Penerapan sistem kapitalisme sekular ini pula, yang menjadikan hilangnya peran orang tua dalam mendidik anak-anak mereka terkait perkara aqidah. Tak hanya itu, kehidupan masyarakat pun semakin jauh dari syariat Islam karena menjadikan kebebasan sebagai aturan hidup.


Sekularisme pun menjauhkan pendidikan dari agama, agama hanya sebatas formalitas belaka. Tidak tuntunan strategis yang dapat dipahami oleh anak didik terkait agama untuk dipahami dan diamalkan dalam kehidupan sehari-hari. Pendidikan dalam sekularisme hanya mengejar nilai akademik, namun nihil dalam pembentukan akhlak mulia yang berkepribadian Islam.
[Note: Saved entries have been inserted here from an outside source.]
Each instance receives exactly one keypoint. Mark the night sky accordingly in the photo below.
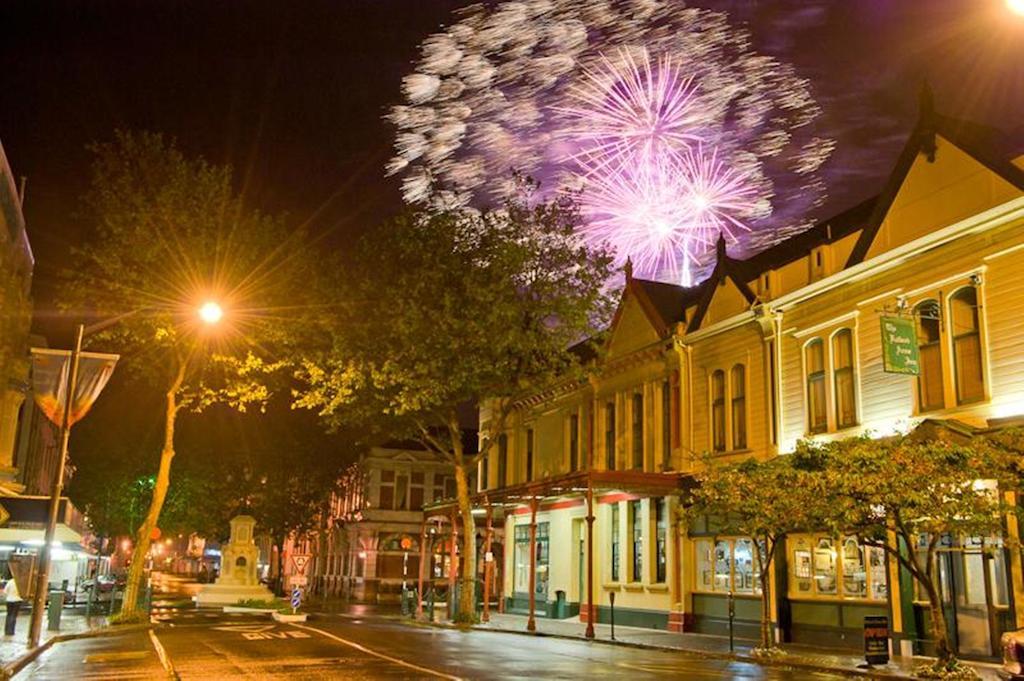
(292, 92)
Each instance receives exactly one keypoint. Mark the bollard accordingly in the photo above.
(90, 597)
(732, 616)
(53, 612)
(611, 597)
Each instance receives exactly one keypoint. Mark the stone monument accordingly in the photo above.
(238, 579)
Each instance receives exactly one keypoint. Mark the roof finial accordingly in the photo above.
(720, 247)
(926, 120)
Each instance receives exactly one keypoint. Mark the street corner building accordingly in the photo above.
(368, 544)
(29, 442)
(577, 501)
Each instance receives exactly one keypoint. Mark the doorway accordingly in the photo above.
(972, 576)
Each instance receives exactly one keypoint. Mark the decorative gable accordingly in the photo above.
(937, 194)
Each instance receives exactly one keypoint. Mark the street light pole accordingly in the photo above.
(43, 573)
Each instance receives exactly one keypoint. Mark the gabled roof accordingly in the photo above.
(979, 141)
(725, 268)
(664, 304)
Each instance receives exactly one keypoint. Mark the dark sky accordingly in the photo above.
(292, 92)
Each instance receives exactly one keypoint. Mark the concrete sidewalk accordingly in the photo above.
(12, 647)
(717, 646)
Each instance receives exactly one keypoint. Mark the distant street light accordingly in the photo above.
(211, 312)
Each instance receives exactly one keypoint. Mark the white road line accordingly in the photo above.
(361, 648)
(164, 660)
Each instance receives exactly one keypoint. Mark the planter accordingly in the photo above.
(249, 610)
(288, 616)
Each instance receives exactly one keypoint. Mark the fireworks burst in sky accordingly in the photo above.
(672, 128)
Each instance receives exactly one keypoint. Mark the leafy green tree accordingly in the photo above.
(762, 500)
(905, 494)
(450, 306)
(169, 232)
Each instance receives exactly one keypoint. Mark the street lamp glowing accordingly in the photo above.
(211, 312)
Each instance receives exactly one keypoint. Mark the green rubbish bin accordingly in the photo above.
(53, 610)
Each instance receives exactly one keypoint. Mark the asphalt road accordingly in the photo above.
(205, 644)
(202, 645)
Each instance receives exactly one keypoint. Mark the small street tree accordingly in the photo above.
(168, 233)
(905, 494)
(451, 306)
(764, 501)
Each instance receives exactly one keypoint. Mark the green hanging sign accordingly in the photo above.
(899, 346)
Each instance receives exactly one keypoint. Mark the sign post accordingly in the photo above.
(877, 639)
(899, 346)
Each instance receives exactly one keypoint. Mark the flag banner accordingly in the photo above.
(49, 381)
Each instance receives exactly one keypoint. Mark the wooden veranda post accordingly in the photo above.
(531, 622)
(590, 560)
(488, 567)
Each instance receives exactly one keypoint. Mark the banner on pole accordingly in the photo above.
(49, 381)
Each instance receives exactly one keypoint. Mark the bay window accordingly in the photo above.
(843, 379)
(930, 381)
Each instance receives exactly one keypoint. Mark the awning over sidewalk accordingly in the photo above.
(570, 485)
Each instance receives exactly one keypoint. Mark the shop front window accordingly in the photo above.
(727, 564)
(615, 546)
(636, 517)
(836, 568)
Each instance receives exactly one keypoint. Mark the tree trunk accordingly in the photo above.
(143, 538)
(767, 640)
(942, 648)
(467, 596)
(280, 544)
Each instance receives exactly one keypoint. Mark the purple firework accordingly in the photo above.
(672, 127)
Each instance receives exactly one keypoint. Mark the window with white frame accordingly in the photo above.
(727, 564)
(930, 381)
(718, 410)
(814, 366)
(966, 332)
(828, 567)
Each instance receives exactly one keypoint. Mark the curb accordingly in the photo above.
(784, 663)
(12, 668)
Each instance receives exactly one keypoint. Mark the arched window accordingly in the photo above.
(967, 345)
(930, 386)
(718, 410)
(738, 402)
(814, 359)
(843, 379)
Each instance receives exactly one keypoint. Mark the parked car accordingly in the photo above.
(1013, 655)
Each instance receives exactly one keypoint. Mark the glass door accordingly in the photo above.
(972, 579)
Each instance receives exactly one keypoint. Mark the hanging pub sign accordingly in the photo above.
(877, 639)
(899, 346)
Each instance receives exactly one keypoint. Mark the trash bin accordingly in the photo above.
(561, 607)
(53, 611)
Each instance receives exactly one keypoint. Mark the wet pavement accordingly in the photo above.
(212, 645)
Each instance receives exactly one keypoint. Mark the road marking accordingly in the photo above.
(114, 656)
(363, 648)
(164, 660)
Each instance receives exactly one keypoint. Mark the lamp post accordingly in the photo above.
(211, 312)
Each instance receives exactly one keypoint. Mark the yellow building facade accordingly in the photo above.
(768, 350)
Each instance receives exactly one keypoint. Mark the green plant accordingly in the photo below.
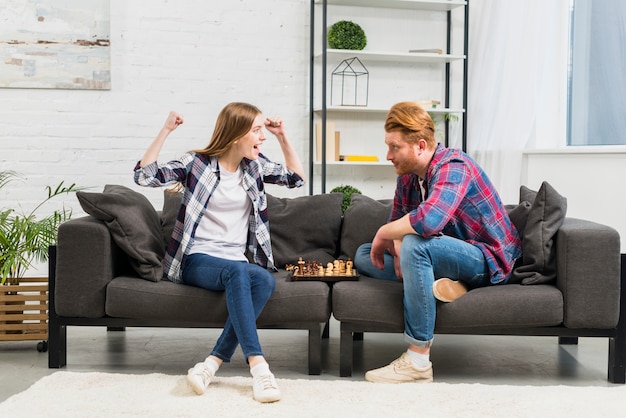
(23, 237)
(347, 195)
(346, 35)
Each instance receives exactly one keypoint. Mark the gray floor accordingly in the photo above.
(456, 359)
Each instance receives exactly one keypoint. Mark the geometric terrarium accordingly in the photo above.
(349, 83)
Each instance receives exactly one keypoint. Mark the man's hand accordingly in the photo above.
(377, 253)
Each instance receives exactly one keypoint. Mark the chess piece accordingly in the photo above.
(349, 265)
(301, 266)
(329, 269)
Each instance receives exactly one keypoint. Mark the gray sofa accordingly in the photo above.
(571, 288)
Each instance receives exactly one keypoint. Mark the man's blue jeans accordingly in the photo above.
(247, 286)
(423, 260)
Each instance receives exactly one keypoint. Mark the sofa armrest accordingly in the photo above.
(588, 274)
(87, 260)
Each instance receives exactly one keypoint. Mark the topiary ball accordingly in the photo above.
(346, 35)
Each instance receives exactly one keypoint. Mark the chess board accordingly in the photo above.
(338, 270)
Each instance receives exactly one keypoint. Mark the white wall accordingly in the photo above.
(589, 177)
(189, 56)
(194, 57)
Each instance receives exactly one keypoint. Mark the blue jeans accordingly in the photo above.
(423, 260)
(247, 286)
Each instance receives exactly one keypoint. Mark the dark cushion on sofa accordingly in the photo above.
(361, 221)
(291, 302)
(545, 216)
(305, 226)
(134, 225)
(378, 304)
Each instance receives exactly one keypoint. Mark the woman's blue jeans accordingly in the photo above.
(247, 286)
(423, 260)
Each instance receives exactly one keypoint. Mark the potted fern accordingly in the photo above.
(24, 239)
(347, 191)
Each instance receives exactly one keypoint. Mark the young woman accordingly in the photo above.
(221, 224)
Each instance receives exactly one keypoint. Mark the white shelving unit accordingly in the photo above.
(393, 28)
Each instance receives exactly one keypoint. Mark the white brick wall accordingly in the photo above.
(189, 56)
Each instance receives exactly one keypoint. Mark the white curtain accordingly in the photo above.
(517, 84)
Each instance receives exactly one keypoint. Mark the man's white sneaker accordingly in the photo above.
(265, 388)
(401, 370)
(199, 377)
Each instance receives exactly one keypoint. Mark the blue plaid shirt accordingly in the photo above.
(460, 202)
(200, 175)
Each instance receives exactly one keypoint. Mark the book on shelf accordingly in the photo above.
(361, 158)
(427, 50)
(332, 142)
(429, 104)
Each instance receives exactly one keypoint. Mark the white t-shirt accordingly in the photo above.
(223, 230)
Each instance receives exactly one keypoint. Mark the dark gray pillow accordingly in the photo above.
(545, 217)
(361, 221)
(171, 206)
(305, 226)
(519, 215)
(134, 226)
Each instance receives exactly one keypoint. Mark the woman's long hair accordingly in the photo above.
(234, 121)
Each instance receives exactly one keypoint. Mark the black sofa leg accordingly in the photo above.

Berkembangnya budaya hedonisme, dan serba boleh telah memberi pengaruh buruk dalam pembinaan generasi saat ini. Terbukti, kepuasan materi adalah tujuan hidup mereka karena dalam sistem kapitalisme kebahagiaan adalah materi dan materi adalah segala-galanya. Karenanya, kita bisa menyaksikan sendiri aksi-aksi tawuran masa kini yang dijadikan ajang untuk mencari cuan dengan cara live streaming.


Oleh karena itu, pemerintah seharusnya mengambil sikap tegas dalam persoalan ini terutama terkait masalah pendidikan. Jika pemerintah hanya berjibaku pada persoalan personalitas tanpa menyentuh akar masalah maka bangsa ini akan kehilangan sumber daya manusia yang memumpuni dimasa depan. Karena bagaimana pun generasi muda adalah mereka yang memegang peranan dalam membangun bangsa dan sebuah peradaban.
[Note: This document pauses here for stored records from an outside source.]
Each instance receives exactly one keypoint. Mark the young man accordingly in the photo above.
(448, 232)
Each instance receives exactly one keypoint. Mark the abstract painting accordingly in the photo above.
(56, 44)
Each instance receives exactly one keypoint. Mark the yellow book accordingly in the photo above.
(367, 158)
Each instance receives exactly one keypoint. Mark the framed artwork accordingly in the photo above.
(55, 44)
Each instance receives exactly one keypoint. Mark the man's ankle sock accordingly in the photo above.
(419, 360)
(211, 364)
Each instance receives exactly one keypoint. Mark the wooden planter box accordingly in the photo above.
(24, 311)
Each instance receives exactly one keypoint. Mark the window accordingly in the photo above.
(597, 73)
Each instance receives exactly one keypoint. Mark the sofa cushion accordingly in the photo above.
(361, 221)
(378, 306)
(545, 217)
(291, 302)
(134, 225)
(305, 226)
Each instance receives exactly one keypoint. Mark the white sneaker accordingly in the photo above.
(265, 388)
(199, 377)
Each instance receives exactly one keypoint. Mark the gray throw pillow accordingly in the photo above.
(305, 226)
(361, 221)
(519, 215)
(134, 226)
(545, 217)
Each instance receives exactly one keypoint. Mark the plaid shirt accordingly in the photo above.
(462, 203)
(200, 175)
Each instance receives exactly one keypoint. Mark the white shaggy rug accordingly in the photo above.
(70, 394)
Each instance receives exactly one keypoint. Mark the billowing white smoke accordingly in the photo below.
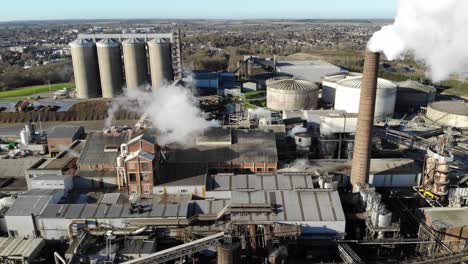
(172, 110)
(435, 31)
(296, 129)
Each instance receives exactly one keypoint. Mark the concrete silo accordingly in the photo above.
(85, 68)
(136, 69)
(160, 56)
(110, 67)
(292, 94)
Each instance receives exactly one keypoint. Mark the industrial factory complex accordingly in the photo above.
(324, 165)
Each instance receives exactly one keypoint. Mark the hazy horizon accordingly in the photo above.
(51, 10)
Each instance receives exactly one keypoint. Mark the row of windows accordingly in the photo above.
(143, 177)
(143, 167)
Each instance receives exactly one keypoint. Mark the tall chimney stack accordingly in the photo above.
(362, 143)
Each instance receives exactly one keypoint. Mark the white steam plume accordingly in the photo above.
(435, 31)
(172, 110)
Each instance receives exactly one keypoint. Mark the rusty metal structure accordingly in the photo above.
(362, 146)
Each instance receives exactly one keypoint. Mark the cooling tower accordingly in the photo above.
(110, 67)
(160, 54)
(362, 143)
(85, 68)
(136, 69)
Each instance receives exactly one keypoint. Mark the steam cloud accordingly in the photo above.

Saat yang kita butuhkan adalah support sistem terbaik dalam melindungi generasi muda dari berbagai kerusakan, dan itu dimulai dari peran orang tua, masyarakat, sekolah, dan negara. Karena akar masalah sesungguhnya adalah penerapan sistem kapitalisme-sekularisme maka dalam hal ini, negara sebagai institusi wajib menerapkan sistem Islam sebagai ideologi serta menjadikan syariat Islam sebagai sumber aturan kehidupan. 


Islam memiliki seperangkat aturan komprehensif untuk mengatur kehidupan manusia, termasuk didalamnya kehidupan remaja. Seluruh aturan yang telah ditetapkan bedasarkan visi yang sama untuk taat kepada Allah SWT dan sistem pendidikan pun mendukung visi tersebut. Tujuan pendidikan di dalam Islam menciptakan individu yang berkualitas dan berkepribadian Islam. 
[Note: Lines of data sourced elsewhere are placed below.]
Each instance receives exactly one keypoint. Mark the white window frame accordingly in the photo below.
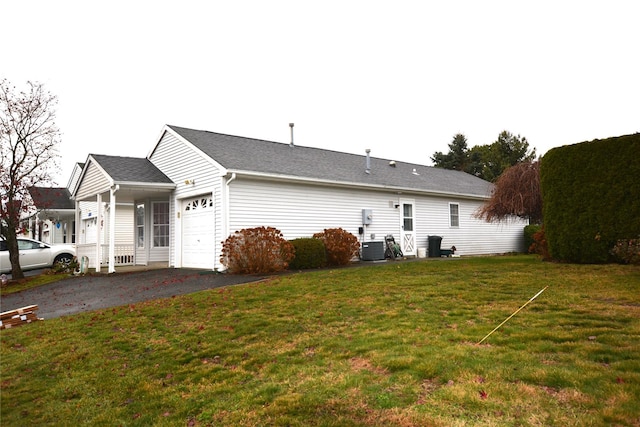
(452, 216)
(154, 224)
(140, 232)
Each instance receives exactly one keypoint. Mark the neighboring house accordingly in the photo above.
(51, 218)
(195, 188)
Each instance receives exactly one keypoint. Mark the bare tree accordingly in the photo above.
(517, 192)
(28, 155)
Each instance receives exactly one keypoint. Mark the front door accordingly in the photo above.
(407, 227)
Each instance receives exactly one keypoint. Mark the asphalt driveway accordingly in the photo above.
(93, 292)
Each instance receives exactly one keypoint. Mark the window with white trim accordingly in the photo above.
(454, 215)
(140, 225)
(160, 224)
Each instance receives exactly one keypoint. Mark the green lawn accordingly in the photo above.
(391, 344)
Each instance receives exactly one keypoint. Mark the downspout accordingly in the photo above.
(225, 229)
(112, 229)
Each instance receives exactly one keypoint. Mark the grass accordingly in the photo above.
(391, 344)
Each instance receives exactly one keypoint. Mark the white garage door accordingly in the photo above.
(198, 242)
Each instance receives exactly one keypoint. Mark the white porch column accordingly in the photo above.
(76, 231)
(112, 229)
(98, 231)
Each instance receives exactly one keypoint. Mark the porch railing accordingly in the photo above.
(124, 254)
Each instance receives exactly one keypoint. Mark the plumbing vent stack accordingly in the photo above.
(291, 126)
(368, 170)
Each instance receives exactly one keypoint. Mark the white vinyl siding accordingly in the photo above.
(302, 210)
(194, 174)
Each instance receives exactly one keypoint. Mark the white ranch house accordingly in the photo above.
(195, 188)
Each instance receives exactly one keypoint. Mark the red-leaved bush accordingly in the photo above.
(341, 245)
(256, 251)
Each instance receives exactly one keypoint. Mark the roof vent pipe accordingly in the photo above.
(291, 126)
(368, 170)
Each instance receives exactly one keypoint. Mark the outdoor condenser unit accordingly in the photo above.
(372, 251)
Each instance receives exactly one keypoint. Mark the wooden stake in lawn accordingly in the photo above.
(514, 313)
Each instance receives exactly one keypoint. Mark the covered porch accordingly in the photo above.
(122, 213)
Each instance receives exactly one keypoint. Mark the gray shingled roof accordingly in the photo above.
(254, 155)
(131, 169)
(52, 198)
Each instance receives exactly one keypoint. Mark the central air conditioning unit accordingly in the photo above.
(372, 251)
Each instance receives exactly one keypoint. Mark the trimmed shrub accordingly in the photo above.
(627, 251)
(591, 197)
(310, 253)
(539, 245)
(529, 231)
(256, 251)
(341, 245)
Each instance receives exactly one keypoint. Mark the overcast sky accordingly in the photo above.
(398, 77)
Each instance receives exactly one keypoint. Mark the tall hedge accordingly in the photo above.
(591, 197)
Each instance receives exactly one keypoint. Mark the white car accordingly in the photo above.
(35, 254)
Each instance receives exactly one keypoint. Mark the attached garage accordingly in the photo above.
(198, 238)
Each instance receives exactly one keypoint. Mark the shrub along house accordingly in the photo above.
(195, 188)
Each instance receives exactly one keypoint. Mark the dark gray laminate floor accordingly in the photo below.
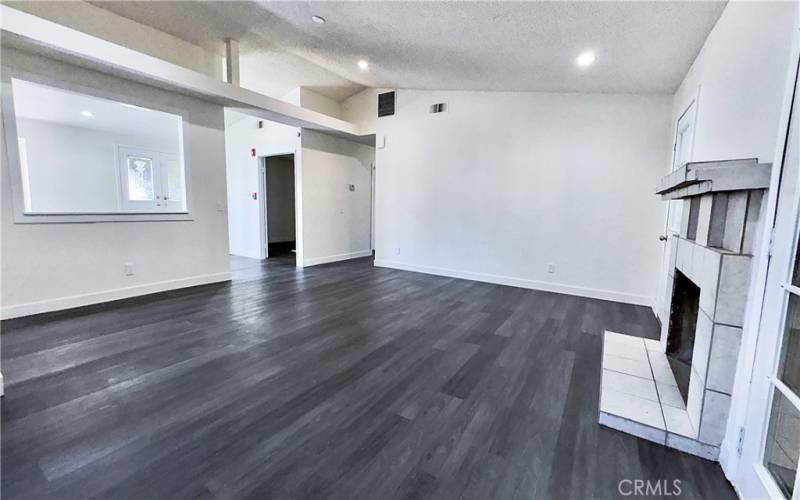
(338, 381)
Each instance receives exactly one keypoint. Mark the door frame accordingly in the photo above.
(661, 308)
(263, 221)
(741, 452)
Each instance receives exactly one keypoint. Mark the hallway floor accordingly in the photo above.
(336, 381)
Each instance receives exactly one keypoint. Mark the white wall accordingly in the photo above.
(318, 102)
(51, 266)
(742, 74)
(335, 220)
(105, 24)
(241, 136)
(280, 199)
(362, 109)
(75, 167)
(504, 184)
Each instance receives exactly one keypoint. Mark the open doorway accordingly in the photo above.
(278, 218)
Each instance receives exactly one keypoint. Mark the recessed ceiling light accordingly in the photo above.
(585, 58)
Peran orang tua, terutama ibu sebagai Al Ummu madrasatul 'ula yakni ibu adalah sekolah pertama bagi anaknya yang berkewajiban memberikan pendidikan terbaik untuk mempersiapkan anak-anak mereka menjadi sosok pemimpin peradaban yang gemilang. Untuk itu, seorang ibu wajib memiliki ilmu agama yang mumpuni agar bisa diaplikasikan kepada anak-anaknya kelak. Pun halnya, masyarakat akan tercerahkan ketika ditempa oleh pendidikan berbasis aqidah Islam. Masyarakat yang telah terbentuk kepribadian Islamnya akan bersegera menjalankan kewajiban amal ma'aruf nahi mungkar.


Sekolah pun akan menerapkan sistem pendidikan terbaik, yakni pendidikan berbasis aqidah Islam karena sekolah merupakan ajang untuk mendapatkan ilmu untuk diaplikasikan dalam kehidupan sehari-hari. Anak didik akan dibekali pemahaman Islam yang kuat, pembentukan karakter agar kelak ketika mereka terjun ke masyarakat, mereka telah memahami perkara halal dan haram yang menjadi landasan dalam beraktivitas. Negara khilafah juga akan menghapuskan segala bentuk tontonan yang berbau kekerasan, memberikan sanksi yang tegas bagi setiap pelaku karena di Islam juga memiliki sistem sanksi yang jelas dan adil.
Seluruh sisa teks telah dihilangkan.